Là, contrairement aux (trop) timides approches entre Riyad et Téhéran, rien de bien nouveau sous les cieux agités du Levant : encore et toujours le double jeu de l’Occident.
Notes
1. Ou ÉIIL pour Émirat islamique en Irak & au Levant.
2. Entretien réalisé le 4 juin 2016.
3. Armée arabe syrienne.
4. Prise par Al-Dawla al Islāmiyya fi al-Irāq wa al-Chām (Daech) en 2014.
5. Al-Masdar News sur le terrain.
6. Ou Forces démocratiques syriennes (FDS) en français.

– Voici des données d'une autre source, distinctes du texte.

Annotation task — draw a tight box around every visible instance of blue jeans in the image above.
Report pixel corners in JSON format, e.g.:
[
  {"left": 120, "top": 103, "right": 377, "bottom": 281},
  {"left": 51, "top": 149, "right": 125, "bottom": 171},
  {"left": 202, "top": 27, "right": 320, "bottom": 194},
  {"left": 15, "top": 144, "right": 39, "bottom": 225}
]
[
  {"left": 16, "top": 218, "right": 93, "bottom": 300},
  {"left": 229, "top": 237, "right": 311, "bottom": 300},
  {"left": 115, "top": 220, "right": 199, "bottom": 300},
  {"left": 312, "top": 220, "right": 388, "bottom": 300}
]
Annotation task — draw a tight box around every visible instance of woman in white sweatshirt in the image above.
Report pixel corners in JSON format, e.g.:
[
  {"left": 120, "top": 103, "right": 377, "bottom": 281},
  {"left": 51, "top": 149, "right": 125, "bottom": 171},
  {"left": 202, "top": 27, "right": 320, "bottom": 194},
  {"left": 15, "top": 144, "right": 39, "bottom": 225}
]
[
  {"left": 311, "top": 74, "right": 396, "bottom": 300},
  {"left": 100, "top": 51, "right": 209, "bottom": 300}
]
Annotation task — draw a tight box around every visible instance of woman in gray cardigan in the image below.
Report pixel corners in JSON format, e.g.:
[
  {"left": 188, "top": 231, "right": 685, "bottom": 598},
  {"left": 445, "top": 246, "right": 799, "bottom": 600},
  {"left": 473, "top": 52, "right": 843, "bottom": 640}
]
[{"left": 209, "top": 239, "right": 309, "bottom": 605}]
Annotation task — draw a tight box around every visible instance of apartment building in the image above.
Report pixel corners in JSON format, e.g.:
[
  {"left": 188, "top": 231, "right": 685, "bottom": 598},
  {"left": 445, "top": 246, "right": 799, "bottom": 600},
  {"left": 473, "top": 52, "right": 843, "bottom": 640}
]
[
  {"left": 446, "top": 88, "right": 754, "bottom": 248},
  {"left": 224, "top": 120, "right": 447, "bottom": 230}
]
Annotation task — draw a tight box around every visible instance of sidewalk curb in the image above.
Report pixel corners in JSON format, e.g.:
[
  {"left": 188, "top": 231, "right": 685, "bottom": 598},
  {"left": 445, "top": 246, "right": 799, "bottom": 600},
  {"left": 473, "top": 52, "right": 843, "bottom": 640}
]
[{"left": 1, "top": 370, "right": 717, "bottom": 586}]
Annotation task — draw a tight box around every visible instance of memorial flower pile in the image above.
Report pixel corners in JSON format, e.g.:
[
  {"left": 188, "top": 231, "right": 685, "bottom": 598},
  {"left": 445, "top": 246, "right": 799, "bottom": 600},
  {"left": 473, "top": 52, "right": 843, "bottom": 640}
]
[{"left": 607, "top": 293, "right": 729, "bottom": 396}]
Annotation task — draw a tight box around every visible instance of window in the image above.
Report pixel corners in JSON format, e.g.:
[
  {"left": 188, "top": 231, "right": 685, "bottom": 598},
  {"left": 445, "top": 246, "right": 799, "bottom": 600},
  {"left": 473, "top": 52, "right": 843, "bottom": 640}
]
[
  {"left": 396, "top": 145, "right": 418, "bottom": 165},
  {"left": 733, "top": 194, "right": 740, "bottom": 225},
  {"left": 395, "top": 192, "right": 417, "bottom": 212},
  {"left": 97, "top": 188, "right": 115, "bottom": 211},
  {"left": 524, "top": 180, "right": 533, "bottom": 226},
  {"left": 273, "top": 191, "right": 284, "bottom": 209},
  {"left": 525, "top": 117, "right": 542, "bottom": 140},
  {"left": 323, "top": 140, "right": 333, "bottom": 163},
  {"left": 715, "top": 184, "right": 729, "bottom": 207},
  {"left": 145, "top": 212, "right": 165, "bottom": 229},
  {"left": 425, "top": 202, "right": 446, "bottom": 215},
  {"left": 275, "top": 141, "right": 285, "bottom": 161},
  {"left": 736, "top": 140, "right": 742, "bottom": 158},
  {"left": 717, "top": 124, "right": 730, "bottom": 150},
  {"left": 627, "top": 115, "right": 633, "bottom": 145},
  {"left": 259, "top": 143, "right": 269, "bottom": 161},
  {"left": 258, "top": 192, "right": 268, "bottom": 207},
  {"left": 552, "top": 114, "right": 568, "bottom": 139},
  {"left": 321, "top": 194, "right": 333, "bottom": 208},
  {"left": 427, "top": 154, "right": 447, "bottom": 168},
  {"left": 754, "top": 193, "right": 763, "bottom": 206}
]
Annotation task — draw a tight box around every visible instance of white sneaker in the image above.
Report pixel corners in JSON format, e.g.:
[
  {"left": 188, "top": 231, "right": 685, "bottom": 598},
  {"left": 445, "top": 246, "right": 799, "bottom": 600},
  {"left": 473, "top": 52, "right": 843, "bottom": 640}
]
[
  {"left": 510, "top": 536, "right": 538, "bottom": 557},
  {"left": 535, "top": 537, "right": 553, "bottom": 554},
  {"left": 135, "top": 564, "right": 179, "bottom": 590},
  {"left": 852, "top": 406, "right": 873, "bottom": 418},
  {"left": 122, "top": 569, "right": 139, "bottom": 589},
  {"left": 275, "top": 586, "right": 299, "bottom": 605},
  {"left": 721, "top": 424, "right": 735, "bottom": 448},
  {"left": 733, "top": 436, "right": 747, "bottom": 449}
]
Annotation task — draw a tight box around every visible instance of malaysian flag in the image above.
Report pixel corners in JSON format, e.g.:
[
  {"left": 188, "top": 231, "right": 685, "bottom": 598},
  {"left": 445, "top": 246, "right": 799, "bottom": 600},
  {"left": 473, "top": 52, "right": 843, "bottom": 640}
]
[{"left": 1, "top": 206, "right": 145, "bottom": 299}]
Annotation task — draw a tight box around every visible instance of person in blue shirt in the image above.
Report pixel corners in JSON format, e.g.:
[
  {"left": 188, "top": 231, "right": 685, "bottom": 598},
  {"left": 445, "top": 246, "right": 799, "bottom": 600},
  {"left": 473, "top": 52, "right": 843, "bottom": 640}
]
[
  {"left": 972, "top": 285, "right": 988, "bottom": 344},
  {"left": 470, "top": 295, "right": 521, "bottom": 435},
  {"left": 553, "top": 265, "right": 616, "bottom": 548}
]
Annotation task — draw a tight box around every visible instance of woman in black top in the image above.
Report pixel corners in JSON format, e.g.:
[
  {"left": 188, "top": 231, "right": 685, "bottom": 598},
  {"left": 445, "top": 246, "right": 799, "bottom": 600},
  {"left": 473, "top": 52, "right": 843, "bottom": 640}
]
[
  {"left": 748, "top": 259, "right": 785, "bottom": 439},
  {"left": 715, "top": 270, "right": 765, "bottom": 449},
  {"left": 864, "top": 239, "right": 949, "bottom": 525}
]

7. Unités de protection du peuple.
8. Ou Front pour la victoire du peuple du Levant, ou de manière abrégée Front al-Nosra.
9. Porte-parole du Centre russe pour la réconciliation en Syrie (4 juin 2016).
10. Réitérées à de nombreuses reprises depuis l’engagement russe au Levant.
11. Remontant au 16 mai 2016.
12. http://hebdo.ahram.org.eg/News/16293.aspx.
13. Professeur à la Faculté de Sciences politiques & économiques de l’Université du Caire et directeur de l’Institut des études arabes.
14. Contrairement à une idée reçue, Daech est loin d’être le premier à s’être ainsi territorialisé et sanctuarisé. Ce fut le cas, avant lui, des Chebab somaliens ou d’Abu Sayyaf, ou Al-Harakat al-Islamiyya, le mouvement séparatiste islamiste armé situé dans les îles du sud des Philippines, principalement Jolo, Basilan et Mindanao.
15. France-Info (24 mai 2016).
16. Professeur de Sciences politiques à l’Université du Caire & conseiller auprès de la revue Politique internationale.